EPISODE 1/5. ​En avril 2015, la photoreporter Lieve Blancquaert s'est rendue au Népal avec Plan International Belgique. Avec son regard unqiue, elle nous livres des images et des histoires qui nous permettent d'aborder les mariages d'enfants au Népal d'un peu plus près. 

Nous partageons ces récits avec vous sur notre blog de campagne en cinq épisodes et portraits. Le premier raconte l'histoire d'un jeune couple, Punam et Ashok.

Punam & Ashok

Punam croit qu'elle a seize ans, mais pour plus de sûreté, elle pose la question à sa tante. Celle-ci se met à compter sur ses doigts, mais elles ne s'en sortent pas. Cela pourrait aussi bien être quinze ans que seize. Personne dans son entourage ne peut le lui confirmer. Les parents de Punam sont morts, et elle vit depuis, avec ses deux petites sœurs, chez une tante. C'était la seule solution à ce moment-là, mais aujourd'hui, la situation est devenue intenable pour tout le monde. Il n'est plus possible de leur assurer à toutes le gîte et le couvert;  elles deviennent trop grandes.

À la pauvreté s'ajoute l'énorme pression de la communauté. C'est pour cela que Punam se marie demain. Tout ce qu'elle connaît du jeune homme, c'est une photo envoyée sur son GSM. Mon estomac se serre. Je balaie la pièce du regard. Ces femmes ne sont rien: la caste la plus basse, pauvres comme Job, analphabètes. Et comme si ce n'était pas assez, il y a cette maudite tradition de la dot. Plus la promise est jeune, moins sa famille doit donner d'argent aux parents du futur mari. En fait, cette pratique est interdite, mais comme souvent, la tradition prime sur la loi. 

Je regarde longuement la photo de son fiancé sur le GSM, mais la qualité est tellement mauvaise que tout ce que je distingue, c'est une chaise de jardin en plastique blanc et une vague silhouette sombre. Les yeux de Punam se vident de toute expression quand je lui parle du garçon. "J'ai peur, je ne sais pas ce qui m'attend. C'est mon oncle qui l'a trouvé et qui s'est mis d'accord avec sa famille. Je me rends bien compte que je n'ai pas d'autre choix. C'est la communauté qui décide pour moi et mes deux sœurs.  Elles vont me manquer. Ma tante ne s'en sort plus, et Ashok est notre sauveur. Il a un travail à Bangalore; il coud des sacs à main dans une grande usine et gagne 100 dollars par mois. J'aurai sûrement une meilleure vie. Je crois qu'il est grand, beau et bon."

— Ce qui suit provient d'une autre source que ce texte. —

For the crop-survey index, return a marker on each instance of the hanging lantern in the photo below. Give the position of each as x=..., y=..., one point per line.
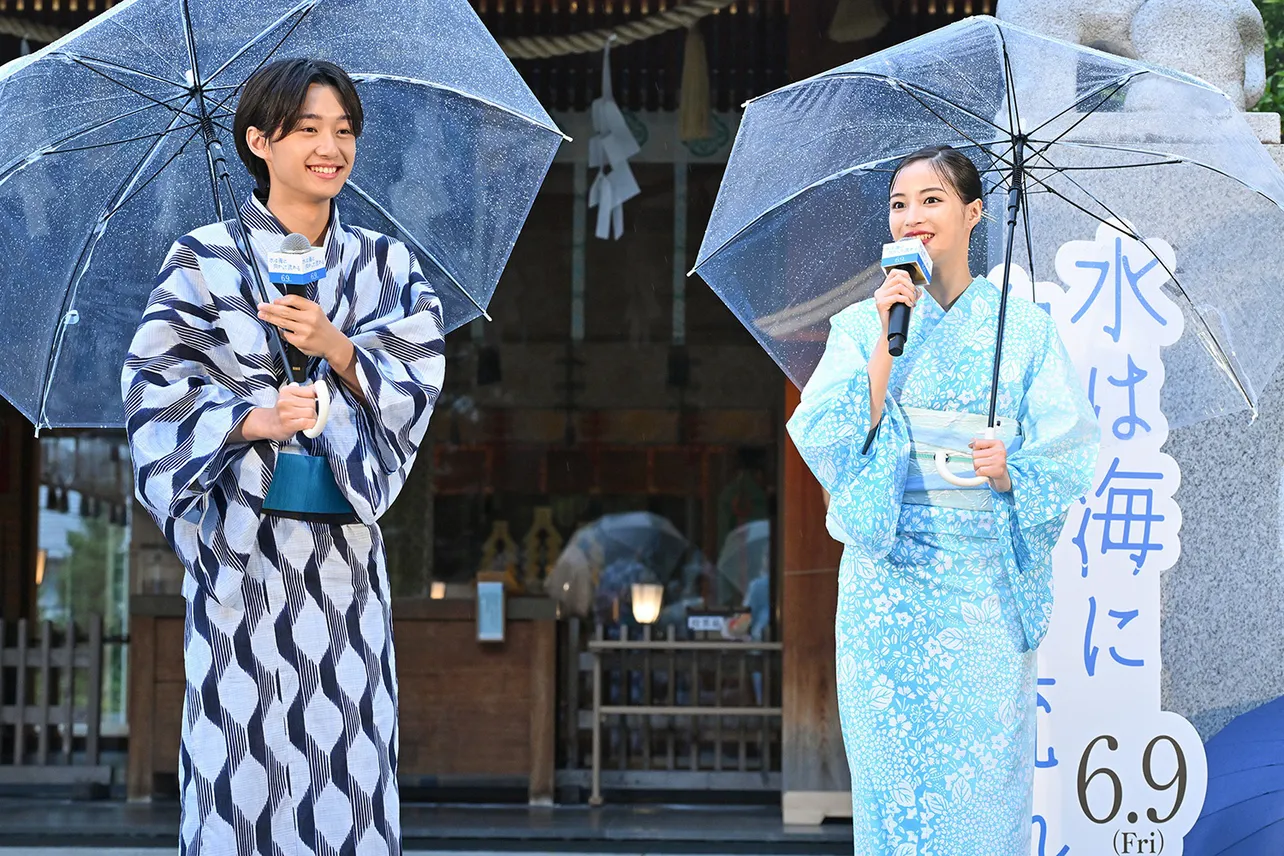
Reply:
x=647, y=598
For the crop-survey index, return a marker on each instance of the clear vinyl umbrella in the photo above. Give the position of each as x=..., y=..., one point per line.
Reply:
x=1066, y=139
x=111, y=152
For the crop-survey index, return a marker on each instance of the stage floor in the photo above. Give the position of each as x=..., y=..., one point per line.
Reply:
x=75, y=827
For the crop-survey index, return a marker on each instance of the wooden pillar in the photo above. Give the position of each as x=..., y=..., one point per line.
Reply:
x=19, y=513
x=143, y=693
x=814, y=780
x=543, y=711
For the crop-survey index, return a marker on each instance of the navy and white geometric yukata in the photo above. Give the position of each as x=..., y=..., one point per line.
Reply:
x=289, y=725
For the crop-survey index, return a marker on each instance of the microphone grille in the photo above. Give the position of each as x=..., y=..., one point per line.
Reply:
x=295, y=243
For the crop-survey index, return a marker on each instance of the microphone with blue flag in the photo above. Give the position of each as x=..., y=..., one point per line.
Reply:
x=907, y=254
x=303, y=485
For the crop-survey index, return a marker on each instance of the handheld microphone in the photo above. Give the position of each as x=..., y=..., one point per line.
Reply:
x=907, y=254
x=294, y=267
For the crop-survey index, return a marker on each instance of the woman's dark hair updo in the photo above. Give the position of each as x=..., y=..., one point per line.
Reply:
x=955, y=167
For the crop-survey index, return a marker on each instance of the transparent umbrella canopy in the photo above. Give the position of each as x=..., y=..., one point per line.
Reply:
x=1065, y=137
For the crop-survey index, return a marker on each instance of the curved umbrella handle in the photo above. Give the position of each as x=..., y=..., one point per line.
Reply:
x=961, y=481
x=322, y=410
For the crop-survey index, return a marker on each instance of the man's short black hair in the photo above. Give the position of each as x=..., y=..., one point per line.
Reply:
x=272, y=99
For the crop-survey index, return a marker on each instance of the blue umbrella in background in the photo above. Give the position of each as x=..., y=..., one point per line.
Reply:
x=1243, y=813
x=112, y=150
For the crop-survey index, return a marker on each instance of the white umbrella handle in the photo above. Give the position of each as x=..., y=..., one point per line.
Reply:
x=322, y=410
x=962, y=481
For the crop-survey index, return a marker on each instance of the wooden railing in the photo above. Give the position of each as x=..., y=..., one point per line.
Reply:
x=669, y=714
x=50, y=705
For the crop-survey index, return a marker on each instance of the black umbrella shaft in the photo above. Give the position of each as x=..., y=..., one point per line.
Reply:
x=1015, y=194
x=240, y=235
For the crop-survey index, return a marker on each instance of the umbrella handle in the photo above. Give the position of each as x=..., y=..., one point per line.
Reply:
x=961, y=481
x=322, y=410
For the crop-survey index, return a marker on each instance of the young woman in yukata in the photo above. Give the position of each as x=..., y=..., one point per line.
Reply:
x=289, y=724
x=944, y=592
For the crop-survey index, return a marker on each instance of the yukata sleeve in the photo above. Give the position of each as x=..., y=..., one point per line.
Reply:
x=1049, y=472
x=401, y=363
x=862, y=467
x=182, y=401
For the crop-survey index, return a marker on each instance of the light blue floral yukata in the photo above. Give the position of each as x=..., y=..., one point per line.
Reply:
x=944, y=593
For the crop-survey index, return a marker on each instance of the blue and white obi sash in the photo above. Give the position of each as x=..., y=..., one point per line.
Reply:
x=931, y=431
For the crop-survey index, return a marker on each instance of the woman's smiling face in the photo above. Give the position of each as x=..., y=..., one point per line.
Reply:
x=312, y=162
x=923, y=204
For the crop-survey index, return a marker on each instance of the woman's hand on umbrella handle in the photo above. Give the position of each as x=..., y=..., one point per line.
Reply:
x=898, y=288
x=990, y=460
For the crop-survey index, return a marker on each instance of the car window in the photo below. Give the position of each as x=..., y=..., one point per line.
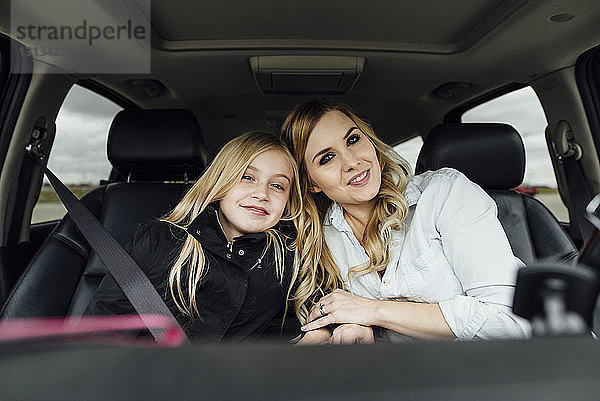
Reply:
x=522, y=110
x=409, y=150
x=82, y=128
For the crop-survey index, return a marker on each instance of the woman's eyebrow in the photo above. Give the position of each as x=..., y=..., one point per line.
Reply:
x=329, y=148
x=350, y=131
x=321, y=152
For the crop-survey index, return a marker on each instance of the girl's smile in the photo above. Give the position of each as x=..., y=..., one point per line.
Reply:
x=258, y=201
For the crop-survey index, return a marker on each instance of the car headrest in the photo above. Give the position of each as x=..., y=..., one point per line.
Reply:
x=156, y=144
x=491, y=155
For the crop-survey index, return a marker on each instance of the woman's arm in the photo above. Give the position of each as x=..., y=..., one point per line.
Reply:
x=418, y=320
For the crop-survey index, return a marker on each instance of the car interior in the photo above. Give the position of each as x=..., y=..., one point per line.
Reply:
x=215, y=70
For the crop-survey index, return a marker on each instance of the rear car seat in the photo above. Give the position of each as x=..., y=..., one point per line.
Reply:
x=493, y=156
x=148, y=147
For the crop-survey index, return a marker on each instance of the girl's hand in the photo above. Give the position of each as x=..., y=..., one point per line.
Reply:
x=352, y=334
x=341, y=307
x=316, y=337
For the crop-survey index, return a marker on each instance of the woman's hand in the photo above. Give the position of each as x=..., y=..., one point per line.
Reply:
x=341, y=307
x=316, y=337
x=352, y=334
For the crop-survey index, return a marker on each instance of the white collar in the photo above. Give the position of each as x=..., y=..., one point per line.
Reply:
x=335, y=215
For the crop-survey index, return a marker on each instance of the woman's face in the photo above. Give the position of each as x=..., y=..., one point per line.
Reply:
x=258, y=201
x=341, y=161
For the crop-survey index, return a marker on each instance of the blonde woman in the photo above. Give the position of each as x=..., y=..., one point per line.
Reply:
x=221, y=259
x=423, y=257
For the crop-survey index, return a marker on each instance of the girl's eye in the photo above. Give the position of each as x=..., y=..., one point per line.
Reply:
x=325, y=159
x=352, y=139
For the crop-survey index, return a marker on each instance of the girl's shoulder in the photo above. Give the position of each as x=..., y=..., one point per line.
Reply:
x=156, y=231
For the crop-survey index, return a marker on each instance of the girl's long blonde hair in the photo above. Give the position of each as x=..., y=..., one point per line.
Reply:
x=316, y=271
x=220, y=177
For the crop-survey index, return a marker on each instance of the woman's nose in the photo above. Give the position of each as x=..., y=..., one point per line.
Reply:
x=351, y=161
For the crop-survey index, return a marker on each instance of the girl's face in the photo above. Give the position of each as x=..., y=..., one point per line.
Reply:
x=341, y=161
x=257, y=202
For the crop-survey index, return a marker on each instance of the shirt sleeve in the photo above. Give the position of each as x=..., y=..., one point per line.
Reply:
x=477, y=248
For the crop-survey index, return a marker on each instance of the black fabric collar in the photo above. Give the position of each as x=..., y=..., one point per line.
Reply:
x=209, y=218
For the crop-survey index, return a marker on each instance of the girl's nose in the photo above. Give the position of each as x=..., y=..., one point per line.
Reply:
x=260, y=192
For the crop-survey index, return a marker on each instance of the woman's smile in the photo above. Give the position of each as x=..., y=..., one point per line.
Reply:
x=341, y=161
x=360, y=180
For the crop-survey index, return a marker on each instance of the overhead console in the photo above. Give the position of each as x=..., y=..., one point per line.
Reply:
x=306, y=74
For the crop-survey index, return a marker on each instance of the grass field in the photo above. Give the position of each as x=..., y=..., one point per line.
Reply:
x=47, y=194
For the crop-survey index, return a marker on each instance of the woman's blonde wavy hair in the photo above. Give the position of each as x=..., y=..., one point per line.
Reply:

Punam a un corps d'enfant, et quand je lui demande si elle n'a pas peur de tomber enceinte, elle semble ne pas entendre ma question. J'insiste: "Comment vas-tu faire pour ne pas tomber enceinte tout de suite?" Sa réponse me coupe le souffle: "Je ne sais pas comment on tombe enceinte."

Vingt-quatre heures plus tard, je rencontre le jeune garçon, Ashok, accompagné de sa mère. Il est vêtu comme un prince, avec des chaussures qui sont clairement trop grandes de quelques pointures. Je demande à ses amis quel âge il a, et je reçois cinq réponses différentes. Personne ne le sait exactement. Pour ma part, je découvre un jeune garçon, tout juste pubère. Et c'est ce gamin qui devra jouer bientôt l'homme de la maison...   Une responsabilité écrasante pour ses petites épaules et ses 100 dollars par mois.

Pendant la cérémonie, interminable, les deux époux ne se regardent à aucun moment. Je ne perçois rien entre eux, à part de la peur et beaucoup de stress. Pour conclure les solennités, Ashok applique du pouce une ligne de sindoor rouge vif sur la raie des cheveux de sa toute fraîche épouse. Punam devra arborer ce symbole hindou pendant toute sa vie de femme mariée. Dorénavant, elle est la propriété de son mari et de sa belle-famille. Cette ligne rouge sur sa tête permet à tout un chacun de reconnaître son statut de loin.